Memorandum by the Association of Train Operating Companies (PRF 32)



  The Association of Train Operating Companies (ATOC) represents the 25 franchised train operating companies. ATOC is pleased to submit this written evidence to the Transport Sub Committee Inquiry into the draft policy statement on passenger rail franchising issued by the Secretary of State for Transport issued on 16 July 2001, and on the draft directions and guidance to the SRA issued by the Secretary of State on 29 June 2001.


  What Stephen Byers wants from the SRA on franchising was made very clear in his statement made on 13 July 2001:

    "The SRA should concentrate on improving services for passengers within existing franchises, or by negotiating short two year extensions".

  He has also said that the SRA is required, as its prime objective, to work within its statutory objective to deliver:

    —  50 per cent growth in passenger kilometres while at the same time securing improvements in punctuality and performance;

    —  standards on overcrowding;

    —  a significant increase in freight's share of the freight market by 2010.

  These primary objectives and other objectives set out in the draft guidance, are to be achieved within the budget which is available. This budget is under greater pressure since the publication of the 10 year plan.

  This is a different agenda to that which was presented to train operators 18 months ago. How different it is will emerge more fully following the decision by Ministers on the new franchise replacement and extension programme which is expected shortly, and the SRA's strategic plan which is due to be published in November.

  The comments that ATOC has on the Governments policy statements can only therefore be preliminary views

  ATOC shares the view of Ministers that fresh directions are needed given the changes to circumstances and the slow progress that has been made on securing new franchises and new investment. Below are a set of suggested supplementary directions to the SRA which may be implicit in what the Secretary of State has said, but which we suggest are worth expressing explicitly:

    —  Train operators should be involved more closely by the SRA in the development of strategies. Train operators believe that they can make important contributions to the development of strategies. This experience should be drawn upon more fully than has been the case to date. In part this can be done through the bidding process but there are earlier stages in the development of plans where the involvement of train operators would be helpful. A good example is the review of the allocation of track capacity which is about to start.

    —  There must be tighter project planning of franchise extensions and replacements. When the refranchising programme was initiated in June 2000, it was said that:

    "Replacement of the shorter term franchises, expiring in 2004, should be completed in 2001".

  This did not happen. There are of course reasons why this did not happen, many of them good reasons. But if we are to achieve the targets and objectives by Ministers in a reasonable timetable for the benefit of customers, the extension/replacement programme must be more carefully planned.

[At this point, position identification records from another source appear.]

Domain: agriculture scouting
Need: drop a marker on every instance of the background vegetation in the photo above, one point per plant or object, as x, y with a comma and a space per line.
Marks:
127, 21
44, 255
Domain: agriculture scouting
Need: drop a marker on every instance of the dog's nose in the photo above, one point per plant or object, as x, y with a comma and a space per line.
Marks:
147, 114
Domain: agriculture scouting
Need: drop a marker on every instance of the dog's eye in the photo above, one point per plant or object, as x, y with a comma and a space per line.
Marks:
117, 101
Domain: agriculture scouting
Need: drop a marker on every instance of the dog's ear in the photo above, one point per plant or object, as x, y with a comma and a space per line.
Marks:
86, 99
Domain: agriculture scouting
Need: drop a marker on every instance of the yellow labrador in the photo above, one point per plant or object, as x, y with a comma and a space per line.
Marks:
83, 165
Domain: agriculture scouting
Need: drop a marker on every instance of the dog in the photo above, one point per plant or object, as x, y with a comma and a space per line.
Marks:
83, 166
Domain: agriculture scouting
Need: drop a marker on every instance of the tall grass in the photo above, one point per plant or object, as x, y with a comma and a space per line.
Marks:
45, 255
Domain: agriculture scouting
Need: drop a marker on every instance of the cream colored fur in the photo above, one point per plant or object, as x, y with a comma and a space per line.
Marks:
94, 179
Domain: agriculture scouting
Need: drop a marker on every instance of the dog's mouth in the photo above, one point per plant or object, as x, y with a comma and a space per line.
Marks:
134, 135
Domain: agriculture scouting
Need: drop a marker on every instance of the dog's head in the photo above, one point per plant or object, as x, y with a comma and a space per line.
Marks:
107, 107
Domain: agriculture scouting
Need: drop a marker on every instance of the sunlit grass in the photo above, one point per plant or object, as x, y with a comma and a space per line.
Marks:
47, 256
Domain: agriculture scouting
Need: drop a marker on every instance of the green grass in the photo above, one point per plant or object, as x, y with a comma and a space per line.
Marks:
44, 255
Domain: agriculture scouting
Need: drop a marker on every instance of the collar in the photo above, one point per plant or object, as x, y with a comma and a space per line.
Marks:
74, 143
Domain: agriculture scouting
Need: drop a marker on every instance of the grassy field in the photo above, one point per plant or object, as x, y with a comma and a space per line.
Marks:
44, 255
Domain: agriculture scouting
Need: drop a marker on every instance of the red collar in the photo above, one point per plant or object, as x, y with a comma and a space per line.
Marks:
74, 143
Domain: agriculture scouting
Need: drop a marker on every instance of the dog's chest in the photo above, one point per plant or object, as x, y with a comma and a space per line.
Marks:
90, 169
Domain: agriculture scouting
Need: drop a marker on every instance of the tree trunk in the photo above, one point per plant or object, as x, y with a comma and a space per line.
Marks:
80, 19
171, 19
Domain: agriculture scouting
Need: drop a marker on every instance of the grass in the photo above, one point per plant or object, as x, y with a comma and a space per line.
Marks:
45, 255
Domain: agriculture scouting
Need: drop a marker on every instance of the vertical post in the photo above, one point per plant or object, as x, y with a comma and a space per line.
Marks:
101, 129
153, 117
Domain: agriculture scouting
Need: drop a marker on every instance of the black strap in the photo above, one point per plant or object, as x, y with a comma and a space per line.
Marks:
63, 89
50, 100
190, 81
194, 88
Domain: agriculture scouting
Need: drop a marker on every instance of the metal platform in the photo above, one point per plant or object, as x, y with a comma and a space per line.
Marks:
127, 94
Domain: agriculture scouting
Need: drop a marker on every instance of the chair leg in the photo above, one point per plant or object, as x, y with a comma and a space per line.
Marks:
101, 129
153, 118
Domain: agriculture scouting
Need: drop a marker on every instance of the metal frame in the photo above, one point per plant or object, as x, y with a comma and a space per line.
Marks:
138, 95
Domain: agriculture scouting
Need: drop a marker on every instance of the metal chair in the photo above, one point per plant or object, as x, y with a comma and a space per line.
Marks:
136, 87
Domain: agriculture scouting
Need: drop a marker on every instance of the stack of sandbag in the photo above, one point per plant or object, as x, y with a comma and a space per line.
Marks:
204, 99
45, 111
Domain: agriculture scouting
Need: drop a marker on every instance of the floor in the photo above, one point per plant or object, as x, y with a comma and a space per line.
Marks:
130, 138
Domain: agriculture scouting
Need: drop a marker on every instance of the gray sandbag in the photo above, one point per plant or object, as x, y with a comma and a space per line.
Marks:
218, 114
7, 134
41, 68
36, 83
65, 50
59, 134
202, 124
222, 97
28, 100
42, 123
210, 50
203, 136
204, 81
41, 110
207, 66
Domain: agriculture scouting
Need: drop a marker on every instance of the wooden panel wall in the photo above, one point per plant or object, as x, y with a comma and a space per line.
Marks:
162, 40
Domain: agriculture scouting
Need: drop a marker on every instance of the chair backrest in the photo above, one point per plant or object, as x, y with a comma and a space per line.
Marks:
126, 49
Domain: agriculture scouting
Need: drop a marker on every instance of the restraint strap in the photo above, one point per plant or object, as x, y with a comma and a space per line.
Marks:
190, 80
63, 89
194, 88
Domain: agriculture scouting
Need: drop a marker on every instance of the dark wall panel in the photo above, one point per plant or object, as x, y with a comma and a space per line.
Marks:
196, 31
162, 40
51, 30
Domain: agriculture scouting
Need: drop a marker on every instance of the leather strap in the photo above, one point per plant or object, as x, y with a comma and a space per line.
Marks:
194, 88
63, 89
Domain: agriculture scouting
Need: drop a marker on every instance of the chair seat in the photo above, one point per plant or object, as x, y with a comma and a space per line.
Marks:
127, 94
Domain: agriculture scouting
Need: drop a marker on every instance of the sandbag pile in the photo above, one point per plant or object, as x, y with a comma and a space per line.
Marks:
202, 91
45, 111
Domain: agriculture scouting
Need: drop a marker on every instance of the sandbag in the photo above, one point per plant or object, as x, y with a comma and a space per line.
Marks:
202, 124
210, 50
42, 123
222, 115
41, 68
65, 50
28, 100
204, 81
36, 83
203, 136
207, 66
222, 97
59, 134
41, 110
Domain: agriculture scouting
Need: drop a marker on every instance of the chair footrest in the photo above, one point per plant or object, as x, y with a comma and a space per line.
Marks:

    —  The resources which are available to meet the targets and objectives must be reviewed in the light of events since the publication of the 10 year plan. Train operators recognise that railways are competing for resources with other Government priorities. We also recognise that the bold vision in the 10 year plan for transport in general and rail in particular was unprecedented. Significant additional calls on the finance in the 10 year plan have however arisen—extra money for Railtrack, DDA, and significant additional safety requirements—and there are also further interim reviews of Railtrack's finances in the pipeline. The SRA's Strategic Plan must test the consistency of targets and resources, and consider the inevitable trade-offs. Train operators can help in this.

    —  The SRA must work more closely with the DTLR. It has been evident that the requirements of Ministers have not always been met, and this has led to delays in decision making. The most obvious case of this is the ECML bidding. There are already signs that a closer relationship is being established, and the publication of the two draft policy papers helps in this. This must however be kept under continual review and where necessary further instructions and guidance should be given.

    —  There must be greater constancy of purpose to attract the right amount of investment from the private sector. The shift of policy over the past 18 months has been noted above. If the private sector is to invest in rail in the broadest sense (ie ranging from investing in the preparation of bids to acquiring assets) there must be a core consistency of purpose. Without this consistency, private investment will not be forthcoming. ATOC looks to the translation of the Ministers Policy Statements into the SRA's Strategic Plan and franchise replacement plans to re-establish that consistency of purpose.

  On a drafting point which is of considerable importance, the passenger overcrowding standards set out in the Instructions and Guidance is not the correct one. We believe that in the attempt to simply the drafting of the standard which appears in each train company's franchise agreement, important features of the existing standard have been lost. We suggest instead that the overcrowding standard references what is in the franchise agreements.

  Finally, ATOC recognises that choices will need to be made in the context of the SRA's strategic plan and government expenditure plans. We urge that they are made quickly. This will then provide the stable platform for planning and attracting private sector investment.